Recibirían el dinero en vez de pagar por su alojamiento. 
Tendrían derecho a la vigilancia continua por video, por lo que de inmediato recibirían la asistencia después de una caída u otra emergencia. 
Sus camas se lavarían dos veces a la semana, lavada y planchada la ropa con regularidad. 
Un guardia vendría cada 20 minutos y les llevaría sus comidas y sus bocadillos directamente a su habitación. 
Tendrían un lugar especial para recibir a su familia. 
Tendrían acceso a una biblioteca, sala de ejercicios, terapia física y espiritual, así como la piscina e incluso la enseñanza gratuita. 
Pijamas, zapatos, zapatillas y asistencia jurídica gratuita bajo petición. 
Con un patio de ejercicios, rodeado por un hermoso jardín. 
Cada hombre de edad tendría derecho a un ordenador, televisión, radio y llamadas ilimitadas. 
Tendrían una "junta directiva" para escuchar las quejas y los guardias tienen un código de conducta que debe respetarse! 

Los delincuentes tendrían platos fríos, se quedarían solos y sin vigilancia. Las luces se apagarían a las 20: 00 horas. 
Tendrían derecho a un baño a la semana (y más todavía!), vivirían en una pequeña habitación y por la que tendrían que pagar al menos 2.000 euros por mes, sin esperanza de salir con vida. 

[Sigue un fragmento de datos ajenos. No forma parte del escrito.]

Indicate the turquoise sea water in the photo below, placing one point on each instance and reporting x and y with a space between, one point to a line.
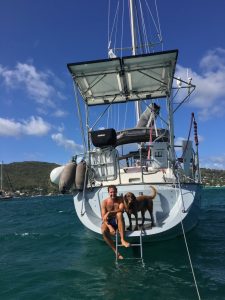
45 253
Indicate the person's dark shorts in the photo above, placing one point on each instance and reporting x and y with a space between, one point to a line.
113 223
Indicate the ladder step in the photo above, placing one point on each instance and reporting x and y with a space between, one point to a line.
131 245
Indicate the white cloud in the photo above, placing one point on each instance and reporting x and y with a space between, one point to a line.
66 143
213 162
34 126
59 113
209 95
37 84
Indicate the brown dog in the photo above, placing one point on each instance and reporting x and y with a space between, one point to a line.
135 204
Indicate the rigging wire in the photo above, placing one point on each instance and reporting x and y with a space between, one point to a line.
122 30
115 17
160 32
185 239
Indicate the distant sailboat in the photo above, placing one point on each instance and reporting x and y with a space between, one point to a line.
3 195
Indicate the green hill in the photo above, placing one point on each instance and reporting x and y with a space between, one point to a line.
32 178
29 177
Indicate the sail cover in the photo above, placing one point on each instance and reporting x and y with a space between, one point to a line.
124 79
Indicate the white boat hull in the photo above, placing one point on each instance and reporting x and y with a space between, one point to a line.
171 209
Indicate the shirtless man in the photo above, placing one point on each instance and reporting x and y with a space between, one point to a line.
112 215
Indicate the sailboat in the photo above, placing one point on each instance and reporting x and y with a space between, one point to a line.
3 194
137 158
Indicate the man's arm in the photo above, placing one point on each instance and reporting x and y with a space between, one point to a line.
104 212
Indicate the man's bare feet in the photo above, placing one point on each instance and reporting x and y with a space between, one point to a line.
125 244
111 229
119 256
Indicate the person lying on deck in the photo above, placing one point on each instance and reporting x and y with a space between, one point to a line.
112 209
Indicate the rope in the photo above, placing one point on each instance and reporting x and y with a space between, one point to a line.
185 241
122 29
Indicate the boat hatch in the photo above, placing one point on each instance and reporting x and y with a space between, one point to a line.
104 163
123 79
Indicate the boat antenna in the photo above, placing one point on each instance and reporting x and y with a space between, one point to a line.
134 47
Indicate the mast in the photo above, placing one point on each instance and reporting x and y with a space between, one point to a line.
134 47
1 174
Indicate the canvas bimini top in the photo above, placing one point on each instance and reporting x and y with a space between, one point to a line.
125 79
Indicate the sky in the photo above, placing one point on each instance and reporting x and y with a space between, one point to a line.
38 116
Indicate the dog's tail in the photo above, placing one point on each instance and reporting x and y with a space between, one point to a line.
154 192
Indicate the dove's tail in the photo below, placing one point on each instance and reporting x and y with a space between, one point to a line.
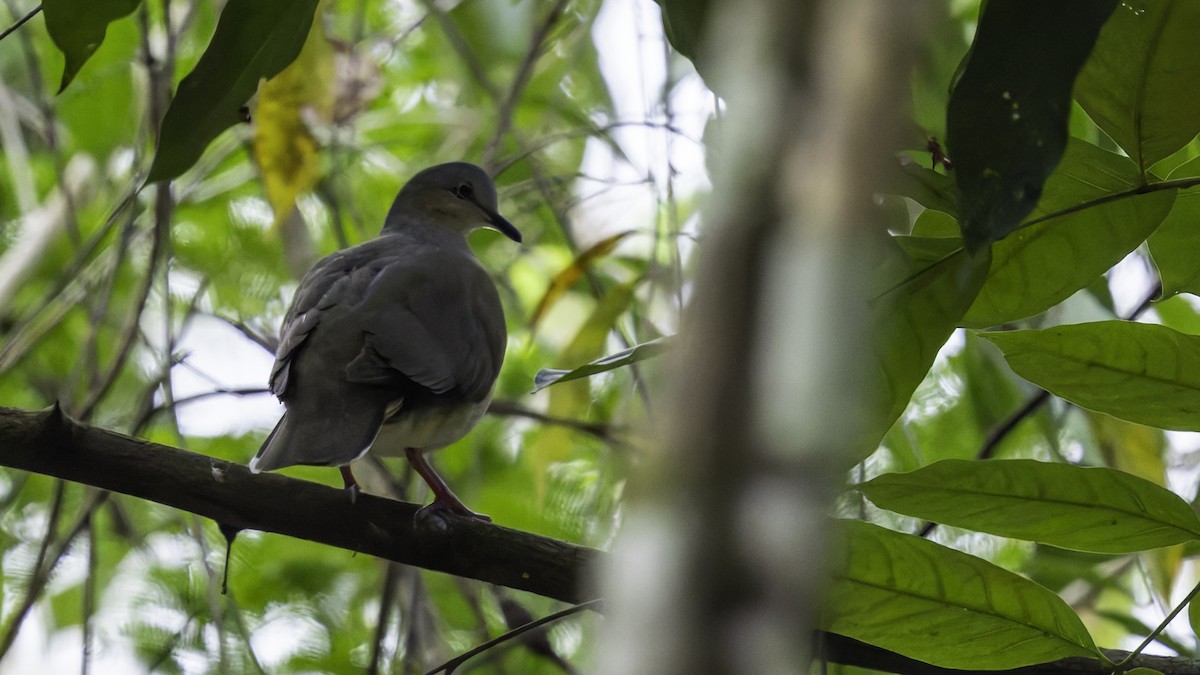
319 440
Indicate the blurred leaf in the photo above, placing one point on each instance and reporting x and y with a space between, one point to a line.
78 28
255 40
1137 371
1077 233
943 607
1141 85
571 274
1007 120
1095 509
1175 245
549 376
571 400
283 144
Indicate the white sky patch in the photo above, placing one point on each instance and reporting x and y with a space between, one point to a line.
219 357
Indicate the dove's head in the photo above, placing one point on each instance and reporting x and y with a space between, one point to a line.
457 196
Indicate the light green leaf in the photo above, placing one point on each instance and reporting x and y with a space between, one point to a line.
547 376
1141 85
1175 245
1007 119
1075 234
1093 509
1137 371
943 607
255 40
78 28
928 187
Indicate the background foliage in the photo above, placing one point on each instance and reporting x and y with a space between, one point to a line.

¡De esta forma habría justicia para todos!


----------



## angel36 (Dic 15, 2010)

muy bueno..........

sin dudas........


----------



## Mandrake (Dic 15, 2010)

¿Sera que Dosmetros esta llegando a esa etapa?.


----------



## Ratmayor (Dic 15, 2010)

Ni un paso atras! Dosme presidente!!!


----------



## DOSMETROS (Dic 15, 2010)

O que en vez de ir preso prefiero el ancianatorio


----------



## sergio barasz (Dic 15, 2010)

muy bueno el comentario..


----------



## el-rey-julien (Dic 15, 2010)

buena idea,nomas que los presos no  estarian muy de acuerdo 
se te olvido mencionar   que tendrían  las visitas sanitarias (sexo sexo)


----------



## angel36 (Dic 15, 2010)

el-rey-julien dijo:


> buena idea,nomas que los presos no  estarian muy de acuerdo
> se te olvido mencionar   que tendrían  las visitas sanitarias (sexo sexo)

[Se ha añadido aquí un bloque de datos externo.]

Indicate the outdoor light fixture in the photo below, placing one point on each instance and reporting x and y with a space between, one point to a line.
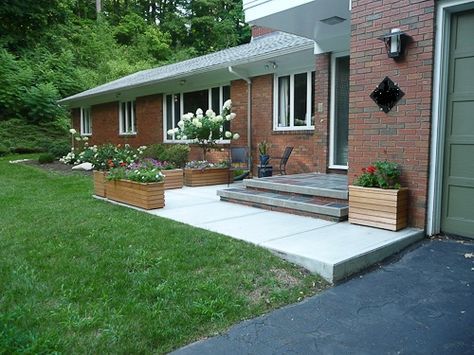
395 43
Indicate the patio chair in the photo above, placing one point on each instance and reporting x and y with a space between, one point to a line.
238 161
283 160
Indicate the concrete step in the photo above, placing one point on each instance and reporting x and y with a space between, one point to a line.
299 204
330 187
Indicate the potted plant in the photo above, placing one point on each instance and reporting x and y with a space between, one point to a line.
263 151
139 184
204 173
205 129
376 198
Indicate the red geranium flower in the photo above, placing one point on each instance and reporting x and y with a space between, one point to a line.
371 169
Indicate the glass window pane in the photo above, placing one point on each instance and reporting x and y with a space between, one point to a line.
196 99
284 101
215 100
169 114
133 117
300 99
341 119
177 110
313 88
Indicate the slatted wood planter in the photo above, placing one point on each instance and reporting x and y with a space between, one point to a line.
147 196
99 183
173 179
206 177
381 208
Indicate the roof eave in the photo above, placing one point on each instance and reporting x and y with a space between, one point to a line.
71 99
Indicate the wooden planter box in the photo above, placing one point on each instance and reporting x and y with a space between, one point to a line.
205 177
148 196
381 208
99 183
173 179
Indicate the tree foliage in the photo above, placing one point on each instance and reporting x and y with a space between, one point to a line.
51 49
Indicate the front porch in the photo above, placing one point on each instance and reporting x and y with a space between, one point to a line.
334 250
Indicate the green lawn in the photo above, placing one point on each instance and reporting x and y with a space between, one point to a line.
78 275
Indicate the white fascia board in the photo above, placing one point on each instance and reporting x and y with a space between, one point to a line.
70 101
257 9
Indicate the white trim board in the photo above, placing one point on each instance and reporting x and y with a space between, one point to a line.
440 86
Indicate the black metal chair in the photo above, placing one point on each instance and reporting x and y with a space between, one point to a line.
284 160
238 161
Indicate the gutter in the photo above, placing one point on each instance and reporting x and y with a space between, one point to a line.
261 57
249 113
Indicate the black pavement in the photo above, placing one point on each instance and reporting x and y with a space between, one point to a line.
420 304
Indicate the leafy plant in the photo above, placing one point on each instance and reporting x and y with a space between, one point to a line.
145 171
205 129
204 164
46 158
382 174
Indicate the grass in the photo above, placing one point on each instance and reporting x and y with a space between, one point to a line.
78 275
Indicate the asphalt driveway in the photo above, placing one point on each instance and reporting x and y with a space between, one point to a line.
422 303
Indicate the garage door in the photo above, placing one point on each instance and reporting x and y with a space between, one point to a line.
458 180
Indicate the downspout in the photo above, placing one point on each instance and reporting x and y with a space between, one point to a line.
249 113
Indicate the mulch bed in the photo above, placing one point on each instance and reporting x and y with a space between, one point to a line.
57 167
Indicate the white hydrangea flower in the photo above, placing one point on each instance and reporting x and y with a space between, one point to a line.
227 104
210 113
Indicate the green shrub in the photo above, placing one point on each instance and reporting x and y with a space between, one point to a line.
58 148
154 151
176 154
46 158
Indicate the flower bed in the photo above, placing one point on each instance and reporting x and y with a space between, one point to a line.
377 200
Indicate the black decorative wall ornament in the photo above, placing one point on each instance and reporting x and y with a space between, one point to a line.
386 94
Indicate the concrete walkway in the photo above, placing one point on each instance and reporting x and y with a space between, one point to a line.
333 250
421 304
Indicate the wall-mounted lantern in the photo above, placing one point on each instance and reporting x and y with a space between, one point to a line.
395 43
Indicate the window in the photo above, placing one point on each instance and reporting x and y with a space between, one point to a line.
293 104
86 122
176 105
127 118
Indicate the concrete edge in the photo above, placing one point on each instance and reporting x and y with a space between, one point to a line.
345 268
303 190
296 205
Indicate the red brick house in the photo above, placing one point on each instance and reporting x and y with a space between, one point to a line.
311 90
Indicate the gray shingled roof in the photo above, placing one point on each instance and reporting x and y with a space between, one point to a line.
273 43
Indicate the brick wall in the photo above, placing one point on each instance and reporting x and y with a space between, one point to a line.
403 134
105 122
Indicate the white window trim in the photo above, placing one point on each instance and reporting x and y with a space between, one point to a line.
332 114
181 103
309 102
124 131
83 133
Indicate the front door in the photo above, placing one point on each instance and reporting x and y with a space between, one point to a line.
458 179
339 112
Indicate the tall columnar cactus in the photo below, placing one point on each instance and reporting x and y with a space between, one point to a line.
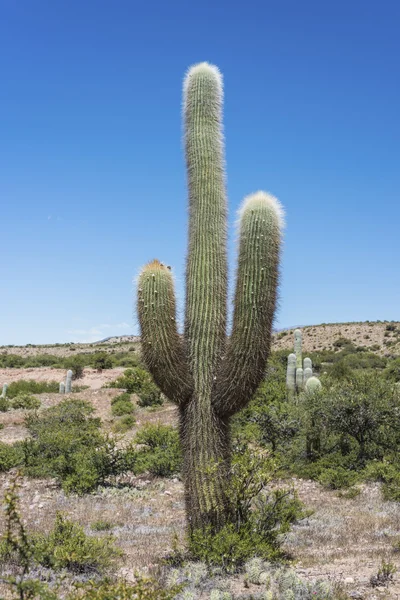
299 378
297 348
307 373
208 375
313 385
291 374
68 382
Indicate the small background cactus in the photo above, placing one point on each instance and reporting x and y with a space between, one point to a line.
68 382
298 371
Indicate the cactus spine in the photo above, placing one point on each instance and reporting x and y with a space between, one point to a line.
209 376
298 372
291 374
313 385
299 379
298 338
307 373
68 382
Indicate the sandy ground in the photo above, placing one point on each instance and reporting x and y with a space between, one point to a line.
91 377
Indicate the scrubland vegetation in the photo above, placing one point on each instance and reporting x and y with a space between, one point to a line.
203 464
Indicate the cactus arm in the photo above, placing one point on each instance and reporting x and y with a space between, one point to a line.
206 268
261 224
162 347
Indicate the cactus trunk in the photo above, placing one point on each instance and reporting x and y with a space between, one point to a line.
206 452
209 375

te estas juntando mucho con los conejos vo.....jejejej



Ratmayor dijo:


> Ni un paso atras! Dosme presidente!!!


 te lo imaginas con remera y boina roja....jajjajja


----------



## Ratmayor (Dic 15, 2010)

angel36 dijo:


> te lo imaginas con remera y boina roja....jajjajja




Ya acaba de perder mi voto


----------



## el-rey-julien (Dic 15, 2010)

el coronel aldo rico es enormeee  ,dosme le caería muy bien el uniforme ,nomas  que valla practicando  voz de mando 
luego le damos el cargo de comandante y listo 
PD;
     es la primavera la primavera casi verano casi verano,no los conejos  jajaja


----------



## Tacatomon (Dic 15, 2010)




----------



## Imzas (Dic 20, 2010)

Igual me da pena, ya que los ancianitos estan tanbotados como los presos, muchos familiares los encierran para no ir a verlos mas, y los viejitos se mueren de pena. Mi padre dice que nos e iria a un asilod e ancianos, ya que el puede valerse por si solo todavia. Y alla tendrai que estar a la dispocision de quienes los 'cuidan' (más bien su dinero).
EN Chile, hay carceles modelo, donde se enseñan oficios a los reos, donde hay buena proporciond e Gendarmes-Reos, donde hay lugares donde plantar huertos, hacer ejercicios, etc. Per lamentablemente seran dos o tres, y la mayoria de las carceles son inhumanas, aun para reos, aumentando el descontento de estos, el peligro que corren los gendarmes que los vigilan, y por ende la corrupciond e éstos ultimos para evitar atentados. Sumemos, a eso el hacinamiento, falta de higiene, deterioro de instalaciones, etc.


----------



## Mandrake (Dic 20, 2010)

el-rey-julien dijo:


> . . . se te olvido mencionar   que tendrían  las visitas sanitarias (sexo sexo)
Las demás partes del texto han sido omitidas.